Creating Creative Scotland: The Dilemma
Yesterday, I attended a workshop hosted by Scotland’s National Events Agency, EventScotland, at the MacDonald Holyrood House Hotel in the shadow of the Scottish Parliament. The event was titled Homecoming Legacy: The Road to 2014 and was designed to raise awareness of the Year’s of Focus which are already underway and will provide a structure for the events industry up to 2014 when two Gold Standard events bring international attention to Scotland (Glasgow 2014 Commonwealth Games and the 2014 Ryder Cup at Gleneagles). In this post I offer a commentary on the Year of Focus concept and what this tells us about the way we think about events and festivals in the current period. I will focus specifically on the Year of Creative Scotland (2012) and the problematic notion of Creating Creative Scotland through an overly structured, state interventionist approach.
First, some information about the Years of Focus.

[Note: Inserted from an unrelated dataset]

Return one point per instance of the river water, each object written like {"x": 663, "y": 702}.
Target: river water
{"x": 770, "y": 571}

There are four of them – Food & Drink (2010, though ongoing to March 2011), Active (2011), Creative (2012) and Natural (2013). Each year is meant to give the ‘industry’ (mainly tourism, I think) the opportunity to showcase Scotland’s unique and, it is argued, authentic assets to the wider world – in the process create new partnerships (and collaborations) between agencies that would never have thought to work together before. All of this makes perfect sense, especially in a period of economic turbulence where money is tight and working together is likely to be more fruitful than competing for the same (small) funding pot. However for me it is the way these year-long celebrations are planned, structured and communicated that causes some concern. Let’s take the proposed Year of Creative Scotland as an example. The proposed benefits of coordinating activity around a themed year include greater tourism promotional possibilities, reduced seasonability (because the norma ‘gaps’ will be filled with signature events and other funded events) and the opportunity to ‘encourage’ collaborative working which will leave sustainable structures thereafter. However, I’m concerned that these themed years can actually drive out innovation and squeeze the sort of activity that will lead to sustainable outcomes. Let me explain. The main attraction of the themed years is the promise of additional funding to create new events or enhance existing ones. Yet, evidence from the Homecoming 2009 celebrations suggests that there was a significant level of discontent generated by the allocation of funds. Many existing event providers felt that they were overlooked in favour of new events which were only ever likely to have a short lifecycle. The ‘unintended’ outcome of this sort of policy decision is that the more organic (and place specific) events which reinforce a sense of place identity find it difficult to amplify themselves enough to capture the attention of internationally-facing place marketing agencies and, therefore, fail to secure sufficient ownership of the ‘year’. If the Year of Creative Scotland is to be effective, then I think a number of things need to be in place:
- Existing cultural excellence needs to be exploited (perhaps to the point of international standard) and made to feel a central plank of the year
- Newly commissions or events need to work with existing cultural producers where possible and grow their capacity as the long term legacy will more than likely come from those already committed to the cultural sector in Scotland
- The new connections secured (albeit with some difficulty and acrimony) around the London 2012 Cultural Programme in Scotland need to be maintained as to do otherwise would send a negative message to the Scottish cultural sector
I could go on, but at this stage in proceedings (there’s still a full year to go) it is suffice to say that the creative and cultural sectors need to be fully engaged now. Oh, and let’s involve the HE sector in Scotland – surely a hotbed for creativity?